Take photos! (I can’t tell you how grateful I am to have these and be able to look back on)
Document a timeline of events (on your phone, or paper). This is for few reasons – it’s really useful to know when contractions started, when waters broke etc… for the medical staff to be able to gain a greater understanding of what is happening. It’s also useful (and nice) to have this for years to come. Often everything can feel like a bit of a blur, even in the days immediately following birth, when you try to unpick what happened and how it all played out it’s incredible to have the timings of everything jotted down. (I have a full record of when I was ‘x’ cm dilated, who was present, what time I started using gas and air, when I got in the birth pool etc… thanks to my husband who wrote this all down for me and I look at it all the time to replay everything in my head, particularly in the run up to the boy’s birthdays). I honestly can’t tell you how glad and grateful I am to have all of this information, even years later.
3. Emotional Support
The 3 most important words for this section are listen, encourage and motivate.
Listen to what the birthing person needs and respond to this in supportive way.

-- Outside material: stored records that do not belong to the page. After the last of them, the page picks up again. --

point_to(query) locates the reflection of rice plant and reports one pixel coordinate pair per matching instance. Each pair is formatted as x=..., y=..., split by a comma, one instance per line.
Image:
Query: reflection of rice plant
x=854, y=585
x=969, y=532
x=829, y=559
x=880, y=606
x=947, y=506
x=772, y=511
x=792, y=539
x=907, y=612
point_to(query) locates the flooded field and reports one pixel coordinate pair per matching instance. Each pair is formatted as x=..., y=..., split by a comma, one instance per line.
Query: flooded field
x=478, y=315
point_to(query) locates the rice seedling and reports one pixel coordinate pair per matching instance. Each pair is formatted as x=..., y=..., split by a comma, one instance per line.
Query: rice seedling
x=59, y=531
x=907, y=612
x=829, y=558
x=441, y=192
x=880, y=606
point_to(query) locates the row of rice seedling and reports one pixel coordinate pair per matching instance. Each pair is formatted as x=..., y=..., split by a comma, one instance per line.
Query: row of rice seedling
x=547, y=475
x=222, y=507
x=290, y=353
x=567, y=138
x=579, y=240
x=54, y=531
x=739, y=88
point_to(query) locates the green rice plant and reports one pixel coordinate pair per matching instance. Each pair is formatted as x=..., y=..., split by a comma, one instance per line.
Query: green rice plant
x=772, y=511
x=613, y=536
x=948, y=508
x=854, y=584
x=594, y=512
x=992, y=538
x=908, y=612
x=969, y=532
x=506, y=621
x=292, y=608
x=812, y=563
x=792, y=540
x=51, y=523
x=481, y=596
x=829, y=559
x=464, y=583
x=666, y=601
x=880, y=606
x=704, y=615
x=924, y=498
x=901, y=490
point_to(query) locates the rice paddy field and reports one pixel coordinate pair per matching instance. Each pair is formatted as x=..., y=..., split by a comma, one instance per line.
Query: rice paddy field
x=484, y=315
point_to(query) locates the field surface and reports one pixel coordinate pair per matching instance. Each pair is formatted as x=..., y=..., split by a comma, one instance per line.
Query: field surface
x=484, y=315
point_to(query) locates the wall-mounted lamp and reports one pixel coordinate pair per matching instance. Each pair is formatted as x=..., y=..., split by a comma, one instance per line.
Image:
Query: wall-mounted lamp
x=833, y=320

Encourage and motivate them if required, making sure they are reminded that they are loved, doing an incredible job, working hard and doing brilliantly.
Be there to emotionally support their needs, and try not to take it too personally if mood swings ensue – there are a lot of hormones flying around at this point!
4. Think about yourself too!
You really need to be on top form to be able to provide this level of care, support and carry out all the tasks required. That means eating and drinking plenty, resting when possible, taking breaks if needed and remembering to go to the toilet yourself!
Hopefully this has been of some use and can help to give some tips on how to prepare. It is my no means an exhaustive list so it’s important to work together to figure out what exactly the birthing person is needing from you, and what you can provide to make sure you’re both comfortable and happy on the day.